Inventory hasn’t fully recovered since March 2020

Carmakers and dealerships have had incredibly successful rebounds since the pandemic restrictions were lifted mid-2020. Sales have bounced back despite the volume of inventory fluctuating wildly in the past year. However, inventory levels have yet to return to the pre-pandemic numbers from before the eight-week shutdown experienced across the country in Q2 2020.

Going into Q2 2021, inventory levels are expected to remain suppressed due to parts shortages and strong sales. The supply chain issues mean that carmakers will be building fewer vehicles this year. Ford expects its global output to be down 20% over the first quarter, and that could worsen in the coming months. According to Cox Automotive Market Insights, GM says that production slowdowns and idled plants could cost them between $1.5 billion and $2 billion in 2021.

High-profit vehicles affected most

At the heart of the issue currently are pickup trucks, the industries most popular and profitable segment. General Motors’ trucks, the Silverado and Sierra, have just 42 and 41 days’ supply respectively, well below the industry average nationally.

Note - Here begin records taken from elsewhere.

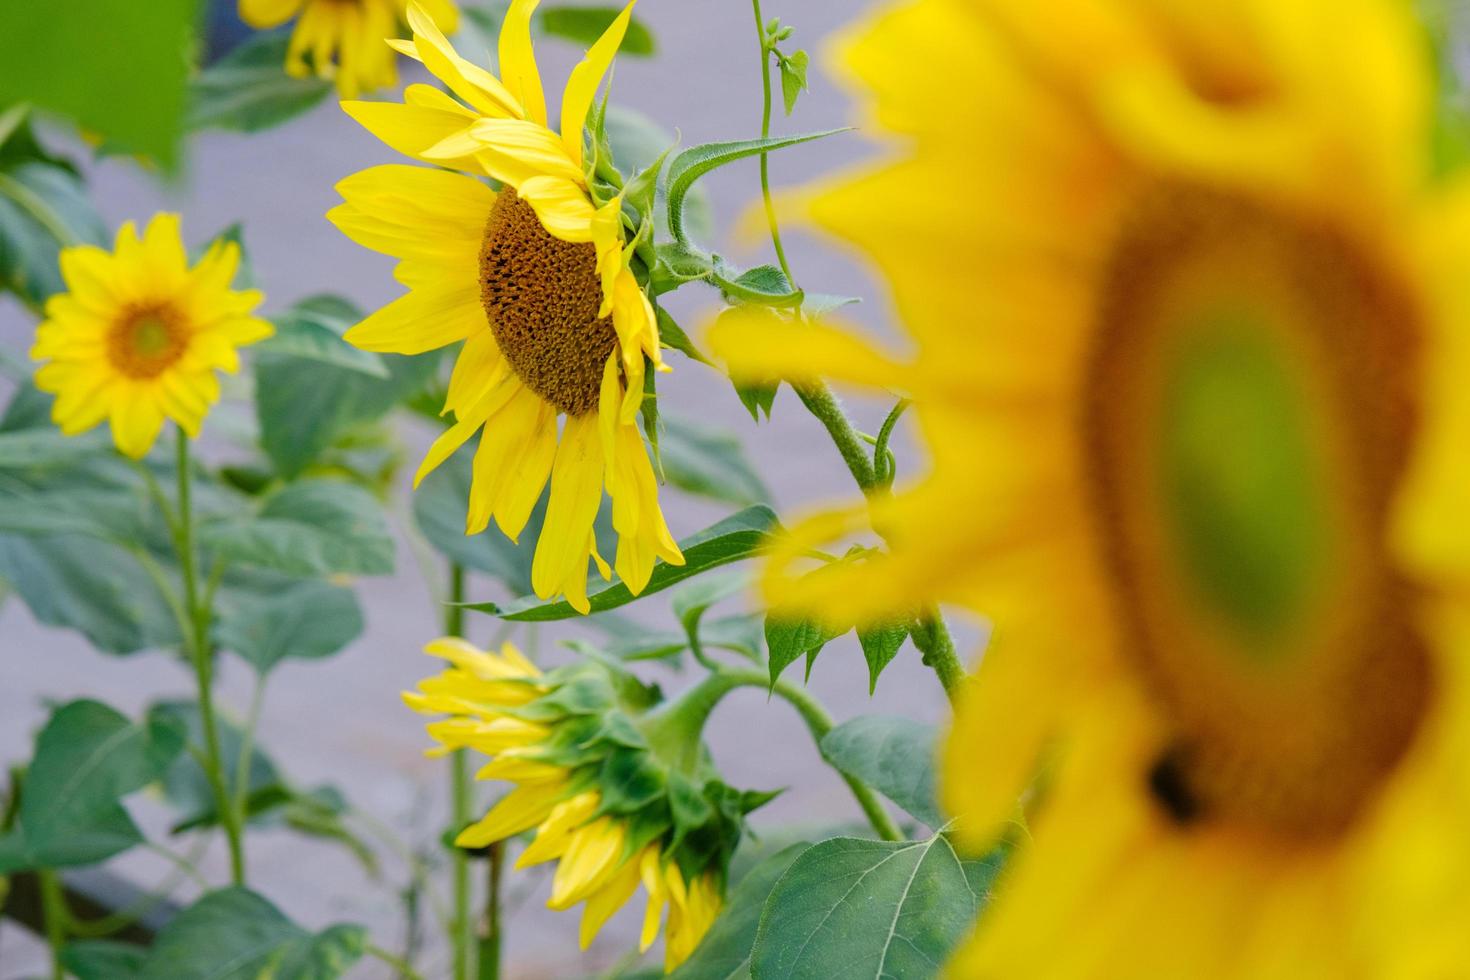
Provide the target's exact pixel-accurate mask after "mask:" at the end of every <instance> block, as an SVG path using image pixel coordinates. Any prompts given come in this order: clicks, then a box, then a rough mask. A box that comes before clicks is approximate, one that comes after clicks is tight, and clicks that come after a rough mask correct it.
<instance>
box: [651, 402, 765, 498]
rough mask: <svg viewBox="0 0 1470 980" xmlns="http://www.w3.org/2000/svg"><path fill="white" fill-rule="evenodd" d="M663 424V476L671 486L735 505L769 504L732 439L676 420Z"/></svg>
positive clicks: (731, 435) (742, 453)
mask: <svg viewBox="0 0 1470 980" xmlns="http://www.w3.org/2000/svg"><path fill="white" fill-rule="evenodd" d="M663 422H664V426H663V472H664V476H666V478H667V480H669V482H670V483H673V485H675V486H678V488H679V489H682V491H685V492H689V494H697V495H700V497H709V498H710V500H719V501H725V502H728V504H736V505H744V504H759V502H763V501H769V500H770V491H769V489H766V485H764V483H763V482H761V479H760V475H759V473H757V472H756V467H754V466H751V463H750V460H748V458H747V457H745V451H744V448H742V447H741V444H739V439H736V438H735V436H734V435H731V433H728V432H722V430H719V429H711V428H709V426H704V425H700V423H697V422H691V420H686V419H681V417H678V416H669V414H664V416H663Z"/></svg>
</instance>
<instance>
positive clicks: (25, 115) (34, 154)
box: [0, 4, 107, 310]
mask: <svg viewBox="0 0 1470 980" xmlns="http://www.w3.org/2000/svg"><path fill="white" fill-rule="evenodd" d="M12 6H19V4H7V6H6V12H4V13H0V21H3V18H4V16H7V12H9V9H10V7H12ZM37 9H41V7H37ZM3 44H4V41H0V46H3ZM0 63H3V62H0ZM4 76H6V78H9V76H10V69H9V66H6V71H4ZM0 106H4V100H3V98H0ZM28 115H29V113H28V107H26V106H12V107H9V109H6V110H3V112H0V288H3V289H9V291H12V292H15V294H16V295H18V297H21V298H22V300H24V301H25V303H28V304H29V306H32V307H34V309H37V310H40V307H41V304H43V303H44V301H46V298H47V297H49V295H53V294H56V292H60V291H62V288H63V285H65V284H63V282H62V273H60V269H59V267H57V264H56V253H57V251H60V248H62V247H65V245H75V244H93V245H98V244H103V242H104V241H106V239H107V229H106V228H104V226H103V222H101V217H98V216H97V210H96V209H94V207H93V203H91V201H90V200H88V198H87V192H85V190H84V188H82V182H81V178H79V176H78V175H76V169H75V167H73V166H72V165H71V163H68V162H66V160H62V159H60V157H54V156H51V154H50V153H47V151H46V150H44V148H41V144H38V143H37V141H35V135H34V134H32V132H31V126H29V122H28Z"/></svg>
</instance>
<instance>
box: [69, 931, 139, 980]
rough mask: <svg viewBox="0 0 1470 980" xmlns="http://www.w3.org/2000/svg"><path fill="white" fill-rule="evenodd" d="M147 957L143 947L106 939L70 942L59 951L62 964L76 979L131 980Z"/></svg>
mask: <svg viewBox="0 0 1470 980" xmlns="http://www.w3.org/2000/svg"><path fill="white" fill-rule="evenodd" d="M147 958H148V951H147V949H146V948H143V946H135V945H132V943H119V942H113V940H110V939H88V940H82V942H72V943H66V948H65V949H63V951H62V965H65V967H66V970H68V971H69V973H72V974H75V976H76V980H134V979H135V977H137V976H138V971H140V970H143V964H144V961H146V959H147Z"/></svg>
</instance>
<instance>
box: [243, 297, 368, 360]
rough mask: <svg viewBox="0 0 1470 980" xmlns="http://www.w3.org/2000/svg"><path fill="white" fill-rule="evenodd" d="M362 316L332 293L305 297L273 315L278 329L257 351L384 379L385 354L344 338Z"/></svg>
mask: <svg viewBox="0 0 1470 980" xmlns="http://www.w3.org/2000/svg"><path fill="white" fill-rule="evenodd" d="M359 319H362V317H360V314H359V311H357V309H356V307H353V306H351V304H350V303H347V301H345V300H340V298H337V297H329V295H322V297H313V298H310V300H303V301H301V303H297V304H295V306H293V307H291V309H290V310H287V311H285V313H281V314H278V316H275V317H272V320H270V322H272V323H275V328H276V332H275V335H273V336H268V338H266V339H263V341H260V342H259V344H257V345H256V347H254V354H256V356H260V354H287V356H291V357H300V359H304V360H313V361H320V363H323V364H332V366H335V367H345V369H347V370H353V372H359V373H362V375H368V376H369V378H378V379H381V381H385V379H388V378H390V376H391V375H390V373H388V367H387V366H385V364H384V363H382V357H379V356H378V354H373V353H372V351H363V350H357V348H356V347H353V345H351V344H348V342H347V341H344V339H343V334H345V332H347V329H348V328H350V326H351V325H353V323H356V322H357V320H359Z"/></svg>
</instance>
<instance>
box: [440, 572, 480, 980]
mask: <svg viewBox="0 0 1470 980" xmlns="http://www.w3.org/2000/svg"><path fill="white" fill-rule="evenodd" d="M463 601H465V567H463V566H460V564H457V563H451V564H450V594H448V605H445V607H444V632H445V633H447V635H448V636H460V635H463V632H465V607H463V605H460V602H463ZM470 804H472V788H470V773H469V754H467V751H466V749H456V751H454V752H453V754H450V827H451V830H454V833H459V832H460V830H462V829H463V827H465V826H466V824H467V823H469V821H470ZM451 860H453V865H454V867H453V873H454V915H453V918H451V920H450V943H451V946H453V949H454V980H470V974H472V973H473V967H472V962H470V959H472V956H473V949H475V924H473V920H472V917H470V911H469V904H470V896H469V854H466V852H465V849H463V848H454V849H453V852H451Z"/></svg>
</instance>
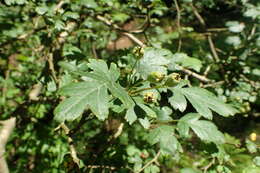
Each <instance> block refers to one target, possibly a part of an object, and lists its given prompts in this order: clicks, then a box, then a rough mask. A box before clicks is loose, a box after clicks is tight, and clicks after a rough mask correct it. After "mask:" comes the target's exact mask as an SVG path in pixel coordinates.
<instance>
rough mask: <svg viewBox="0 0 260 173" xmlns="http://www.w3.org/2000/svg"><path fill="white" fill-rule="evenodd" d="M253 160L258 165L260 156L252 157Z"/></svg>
mask: <svg viewBox="0 0 260 173" xmlns="http://www.w3.org/2000/svg"><path fill="white" fill-rule="evenodd" d="M253 162H254V164H255V165H256V166H260V156H256V157H255V158H254V159H253Z"/></svg>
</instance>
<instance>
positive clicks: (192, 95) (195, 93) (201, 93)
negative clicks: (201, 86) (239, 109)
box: [169, 87, 237, 119]
mask: <svg viewBox="0 0 260 173" xmlns="http://www.w3.org/2000/svg"><path fill="white" fill-rule="evenodd" d="M171 90H172V92H173V94H174V93H177V94H179V97H181V96H180V95H181V94H182V95H184V96H185V97H186V98H187V99H188V100H189V102H190V103H191V104H192V106H193V107H194V108H195V109H196V111H197V112H198V113H199V114H201V115H202V116H203V117H205V118H207V119H212V112H211V110H213V111H215V112H217V113H218V114H220V115H222V116H229V115H234V114H235V113H236V112H237V110H236V109H235V108H233V107H231V106H230V105H228V104H225V103H224V102H223V101H222V100H220V99H219V98H217V97H216V96H215V95H214V94H212V93H211V92H209V91H207V90H206V89H203V88H198V87H190V88H179V89H177V88H173V89H171ZM173 97H174V96H173ZM172 101H173V98H170V100H169V102H170V103H171V102H172ZM181 101H182V103H183V104H182V105H184V106H185V103H184V102H183V97H181ZM171 104H173V105H174V106H173V107H174V108H178V109H179V110H180V109H181V110H183V107H184V106H183V107H181V108H180V106H179V105H178V104H176V103H175V102H173V103H171Z"/></svg>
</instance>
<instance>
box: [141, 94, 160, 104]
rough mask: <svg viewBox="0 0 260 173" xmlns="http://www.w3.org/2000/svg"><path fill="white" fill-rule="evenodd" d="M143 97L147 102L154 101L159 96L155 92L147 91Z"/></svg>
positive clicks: (144, 94) (150, 101)
mask: <svg viewBox="0 0 260 173" xmlns="http://www.w3.org/2000/svg"><path fill="white" fill-rule="evenodd" d="M143 99H144V101H145V102H146V103H154V102H156V99H157V98H156V96H155V94H154V93H153V92H146V93H145V94H144V97H143Z"/></svg>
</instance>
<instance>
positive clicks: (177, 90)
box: [168, 88, 187, 112]
mask: <svg viewBox="0 0 260 173" xmlns="http://www.w3.org/2000/svg"><path fill="white" fill-rule="evenodd" d="M171 91H172V92H173V96H172V97H170V98H169V99H168V100H169V103H170V104H171V106H172V107H173V108H174V109H175V110H178V109H179V110H180V111H181V112H183V111H185V109H186V107H187V100H186V98H185V97H184V95H183V94H182V93H181V91H180V89H178V88H173V89H172V90H171Z"/></svg>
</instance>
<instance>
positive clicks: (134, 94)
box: [129, 85, 165, 96]
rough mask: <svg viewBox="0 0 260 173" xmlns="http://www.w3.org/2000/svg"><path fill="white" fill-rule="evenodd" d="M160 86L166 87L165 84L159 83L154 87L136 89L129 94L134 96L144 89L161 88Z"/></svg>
mask: <svg viewBox="0 0 260 173" xmlns="http://www.w3.org/2000/svg"><path fill="white" fill-rule="evenodd" d="M159 88H165V86H163V85H158V86H154V87H148V88H141V89H139V90H135V91H133V92H130V93H129V94H130V95H132V96H133V95H135V94H137V93H140V92H142V91H146V90H151V89H159Z"/></svg>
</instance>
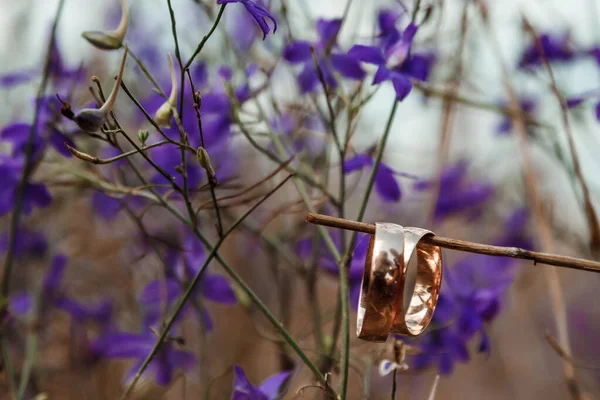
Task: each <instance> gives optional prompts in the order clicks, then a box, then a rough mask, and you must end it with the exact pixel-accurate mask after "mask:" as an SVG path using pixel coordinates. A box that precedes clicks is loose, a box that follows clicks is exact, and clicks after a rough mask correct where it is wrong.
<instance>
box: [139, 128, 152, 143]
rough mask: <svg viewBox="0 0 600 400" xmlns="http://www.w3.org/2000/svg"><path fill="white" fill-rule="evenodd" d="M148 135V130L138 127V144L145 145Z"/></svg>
mask: <svg viewBox="0 0 600 400" xmlns="http://www.w3.org/2000/svg"><path fill="white" fill-rule="evenodd" d="M149 136H150V132H148V130H147V129H140V130H139V131H138V140H139V141H140V144H141V145H142V146H146V140H148V137H149Z"/></svg>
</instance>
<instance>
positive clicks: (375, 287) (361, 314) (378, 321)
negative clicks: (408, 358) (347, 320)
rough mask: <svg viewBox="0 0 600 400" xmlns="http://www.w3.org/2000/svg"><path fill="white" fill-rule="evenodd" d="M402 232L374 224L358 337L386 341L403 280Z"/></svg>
mask: <svg viewBox="0 0 600 400" xmlns="http://www.w3.org/2000/svg"><path fill="white" fill-rule="evenodd" d="M403 254H404V229H403V228H402V227H401V226H400V225H396V224H389V223H377V224H375V235H373V236H371V242H370V243H369V250H368V252H367V258H366V261H365V270H364V272H363V280H362V285H361V292H360V298H359V301H358V303H359V304H358V316H357V329H356V330H357V335H358V337H359V338H360V339H364V340H368V341H372V342H385V341H386V339H387V337H388V334H389V332H390V328H391V325H392V323H393V321H394V317H395V315H396V303H397V301H396V299H397V296H398V287H399V283H400V282H403V281H404V279H403V277H402V276H400V274H401V273H402V271H404V258H403Z"/></svg>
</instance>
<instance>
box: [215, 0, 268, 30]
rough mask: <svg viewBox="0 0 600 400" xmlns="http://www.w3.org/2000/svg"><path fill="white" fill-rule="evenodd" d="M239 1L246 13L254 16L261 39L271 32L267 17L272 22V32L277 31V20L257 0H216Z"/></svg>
mask: <svg viewBox="0 0 600 400" xmlns="http://www.w3.org/2000/svg"><path fill="white" fill-rule="evenodd" d="M229 3H241V4H242V5H243V6H244V7H245V8H246V10H247V11H248V13H249V14H250V15H251V16H252V18H254V20H255V21H256V23H257V24H258V26H259V27H260V29H261V30H262V31H263V40H264V39H266V38H267V34H269V32H271V28H270V27H269V24H268V23H267V19H270V20H271V22H273V33H275V32H276V31H277V21H276V20H275V17H274V16H273V14H271V13H270V12H269V10H267V9H266V8H265V7H263V6H262V5H260V4H258V1H257V0H218V1H217V4H229Z"/></svg>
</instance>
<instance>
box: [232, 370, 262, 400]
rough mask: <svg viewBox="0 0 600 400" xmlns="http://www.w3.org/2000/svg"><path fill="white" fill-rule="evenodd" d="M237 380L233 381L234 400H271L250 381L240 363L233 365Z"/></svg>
mask: <svg viewBox="0 0 600 400" xmlns="http://www.w3.org/2000/svg"><path fill="white" fill-rule="evenodd" d="M233 372H234V373H235V380H234V382H233V397H232V400H269V399H268V397H267V396H266V395H265V394H264V393H263V392H261V391H260V390H259V389H258V388H257V387H256V386H254V385H253V384H251V383H250V381H248V378H246V374H245V373H244V370H243V369H242V367H240V366H239V365H234V366H233Z"/></svg>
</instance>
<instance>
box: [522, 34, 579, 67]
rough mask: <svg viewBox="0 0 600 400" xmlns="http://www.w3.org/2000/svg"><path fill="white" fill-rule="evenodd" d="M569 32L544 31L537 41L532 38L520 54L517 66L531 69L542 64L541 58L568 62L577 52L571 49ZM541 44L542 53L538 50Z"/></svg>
mask: <svg viewBox="0 0 600 400" xmlns="http://www.w3.org/2000/svg"><path fill="white" fill-rule="evenodd" d="M569 41H570V38H569V34H568V33H565V34H562V35H560V36H557V35H552V34H549V33H544V34H542V35H540V37H539V43H538V41H537V40H534V42H533V43H531V44H530V45H529V46H528V47H527V48H526V49H525V50H524V51H523V54H522V55H521V58H520V60H519V64H518V66H519V68H521V69H531V68H533V67H536V66H539V65H542V63H543V62H542V61H543V59H544V58H545V59H547V60H548V62H551V63H552V62H569V61H571V60H574V59H575V57H576V56H577V54H576V53H575V51H573V49H572V46H571V45H570V43H569ZM539 45H541V47H542V49H543V51H544V53H543V56H544V57H542V54H541V53H540V50H539V47H538V46H539Z"/></svg>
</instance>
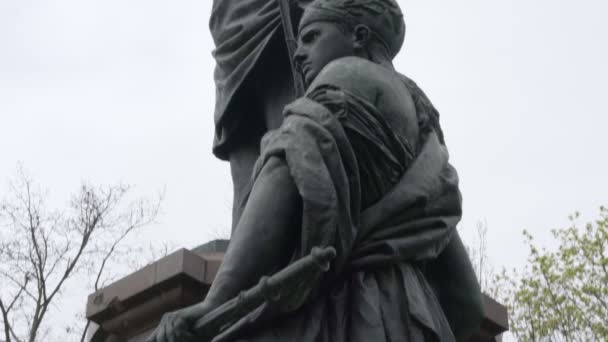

They have been continuing to manufacture these models absent a fuel management module due to the microprocessor chip shortage and noting to the end use that fuel economy will be diminished. Colorado/Canyon models were below 40 days’ supply.

Ford’s supply of F-150 models is currently at 65 days, and production lines will continue rolling out new vehicles without a module, but they plan to park the vehicles until modules arrive to complete the builds.

Toyota’s trucks are even lower than GM’s – the Tacoma has under 25 days’ supply and the Tundra is between 27 and 33 days.

With short supplies and manufacturing interruptions, dealers could have to approach selling popular models in a different way. Whether pre-selling incoming inventory or switching customers to in-stock models, or turning to the pre-owned market in the meantime, the parts shortage looks to imminently affect the retail side.